It never fails (bsddb retirement in 2.3)

Peter Hansen peter at engcorp.com
Thu May 1 16:01:50 EDT 2003


Nick Vargish wrote:
> 
> A number of these old programs rely on a large text file to determine
> where to go for more information. They do a linear line-based search
> in this 750Kb file. They do this every time someone asks the server
> for a document.
> 
> A couple of weeks ago I figure I can make up the loss of efficiency
> from invoking Python (compared to a native binary) by replacing this
> linear search with a bsddb lookup.
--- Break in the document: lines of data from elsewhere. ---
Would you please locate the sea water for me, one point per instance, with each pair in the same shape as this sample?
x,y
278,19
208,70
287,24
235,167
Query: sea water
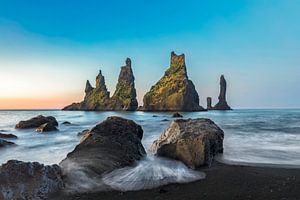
x,y
252,137
269,136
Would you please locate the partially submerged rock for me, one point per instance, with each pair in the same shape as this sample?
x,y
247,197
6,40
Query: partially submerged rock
x,y
81,133
176,115
47,127
193,141
222,104
4,143
99,99
36,122
174,91
26,180
112,144
8,136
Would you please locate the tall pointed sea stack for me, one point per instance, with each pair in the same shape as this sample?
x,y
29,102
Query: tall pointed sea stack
x,y
124,97
98,98
174,91
222,104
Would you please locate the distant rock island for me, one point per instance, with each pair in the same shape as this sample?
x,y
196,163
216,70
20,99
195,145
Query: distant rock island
x,y
174,91
98,99
222,104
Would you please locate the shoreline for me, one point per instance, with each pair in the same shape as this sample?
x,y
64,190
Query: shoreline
x,y
222,181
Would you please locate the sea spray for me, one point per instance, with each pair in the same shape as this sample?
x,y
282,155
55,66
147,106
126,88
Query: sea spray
x,y
149,173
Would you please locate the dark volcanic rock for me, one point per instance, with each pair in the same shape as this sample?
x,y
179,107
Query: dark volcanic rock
x,y
36,122
99,99
209,103
176,115
124,97
193,141
25,180
112,144
4,143
66,123
83,132
174,91
47,127
8,136
222,104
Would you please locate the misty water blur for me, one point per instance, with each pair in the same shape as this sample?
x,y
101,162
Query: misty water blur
x,y
251,136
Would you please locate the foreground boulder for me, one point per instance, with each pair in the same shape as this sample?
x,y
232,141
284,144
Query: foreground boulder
x,y
36,122
193,141
26,180
4,143
174,91
47,127
98,98
8,136
112,144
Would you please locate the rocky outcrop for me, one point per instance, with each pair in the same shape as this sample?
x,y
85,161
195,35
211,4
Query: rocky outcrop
x,y
174,91
222,104
25,180
177,115
8,136
99,99
47,127
124,97
209,103
112,144
193,141
4,143
36,122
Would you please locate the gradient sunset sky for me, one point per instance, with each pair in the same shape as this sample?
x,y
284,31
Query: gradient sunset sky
x,y
48,49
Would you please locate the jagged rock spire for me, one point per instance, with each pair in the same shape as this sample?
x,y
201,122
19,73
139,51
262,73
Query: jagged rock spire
x,y
174,91
222,104
88,87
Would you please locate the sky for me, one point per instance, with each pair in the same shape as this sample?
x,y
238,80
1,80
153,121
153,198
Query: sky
x,y
48,49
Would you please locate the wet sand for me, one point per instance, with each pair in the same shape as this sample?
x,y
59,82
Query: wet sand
x,y
222,182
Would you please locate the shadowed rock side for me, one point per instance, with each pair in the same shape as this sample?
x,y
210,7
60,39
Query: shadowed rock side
x,y
222,104
112,144
99,99
26,180
124,97
174,91
193,141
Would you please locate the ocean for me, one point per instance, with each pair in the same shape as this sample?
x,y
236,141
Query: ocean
x,y
252,136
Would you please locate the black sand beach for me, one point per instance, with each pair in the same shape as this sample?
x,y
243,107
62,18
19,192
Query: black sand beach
x,y
222,182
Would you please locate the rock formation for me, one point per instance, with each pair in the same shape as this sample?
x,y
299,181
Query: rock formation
x,y
8,136
174,91
4,143
209,103
47,127
25,180
35,122
99,99
222,104
112,144
193,141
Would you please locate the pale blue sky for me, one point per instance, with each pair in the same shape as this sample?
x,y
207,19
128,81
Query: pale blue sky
x,y
48,50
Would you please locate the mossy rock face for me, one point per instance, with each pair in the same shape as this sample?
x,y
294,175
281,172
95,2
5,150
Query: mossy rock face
x,y
174,91
99,99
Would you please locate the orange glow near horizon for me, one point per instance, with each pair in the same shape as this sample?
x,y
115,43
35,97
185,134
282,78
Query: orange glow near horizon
x,y
36,103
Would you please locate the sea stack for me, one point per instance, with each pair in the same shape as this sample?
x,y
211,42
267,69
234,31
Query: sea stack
x,y
174,91
124,97
98,98
222,104
209,103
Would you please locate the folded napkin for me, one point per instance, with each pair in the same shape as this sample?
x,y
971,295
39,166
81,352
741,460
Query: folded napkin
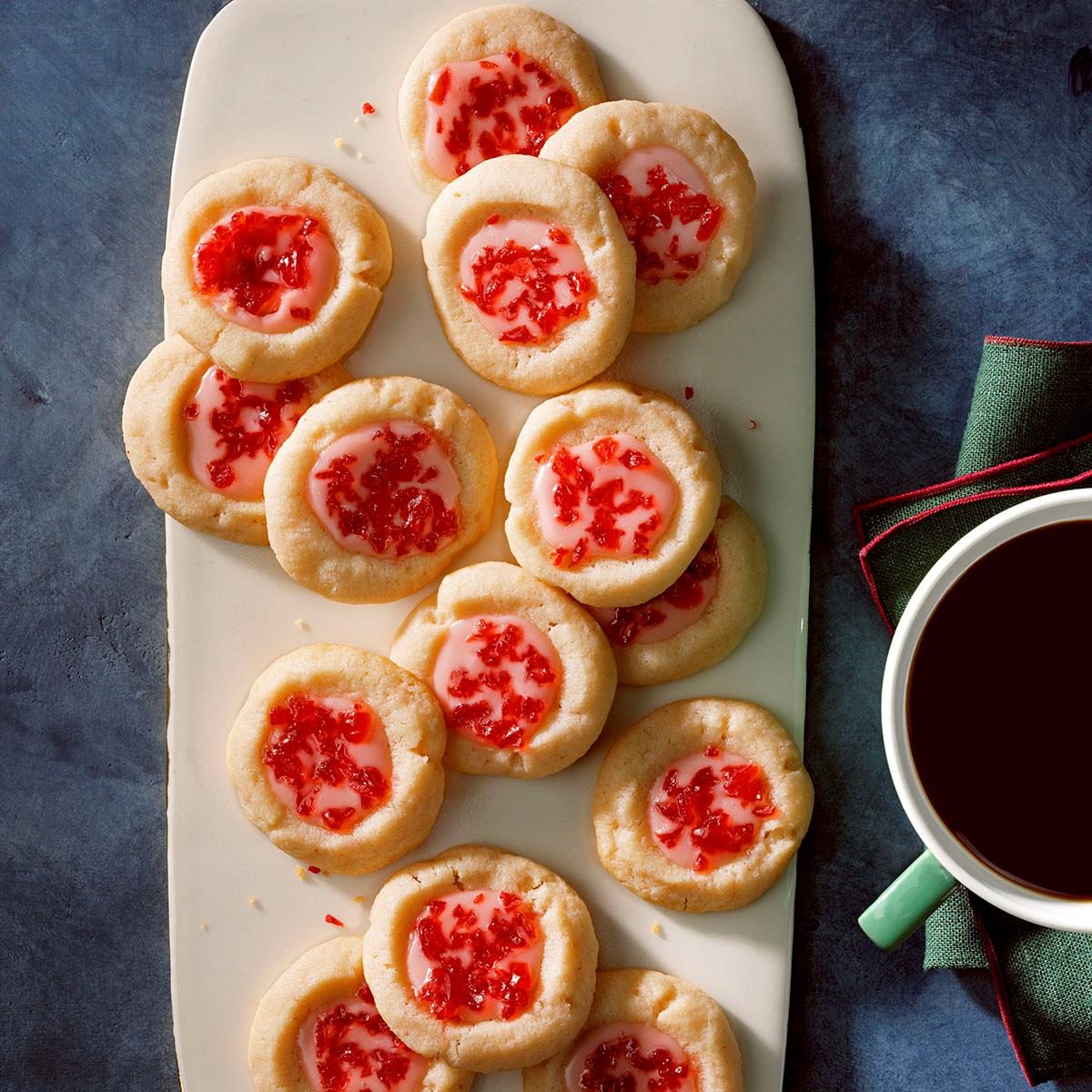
x,y
1029,432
The code will generate a fresh .db
> file if the text file changes, since the text file is edited by hand
> about twice a day.

You don't describe exactly how much slower the programs are
compared to the old programs.  Are you optimizing something before
it's time to do that (in other words, before it's working), or are
you doing a "spike" to see whether Python even *can* be fast enough
for you?

If this is just to see how fast Python can be, maybe you can simply 
read the text file into memory and hold it there for searches.  Or
if it must be read by dozens of different programs, maybe they can
all just retrieve a pickled version that is pre-sorted or something.

In other words, there might be some much simpler options than what
you are now trying, and if you're just still experimenting, or if
you don't really need the massive speedup you are currently striving
for but could settle for something a little better than a linear
search, going for the simple approach might be best.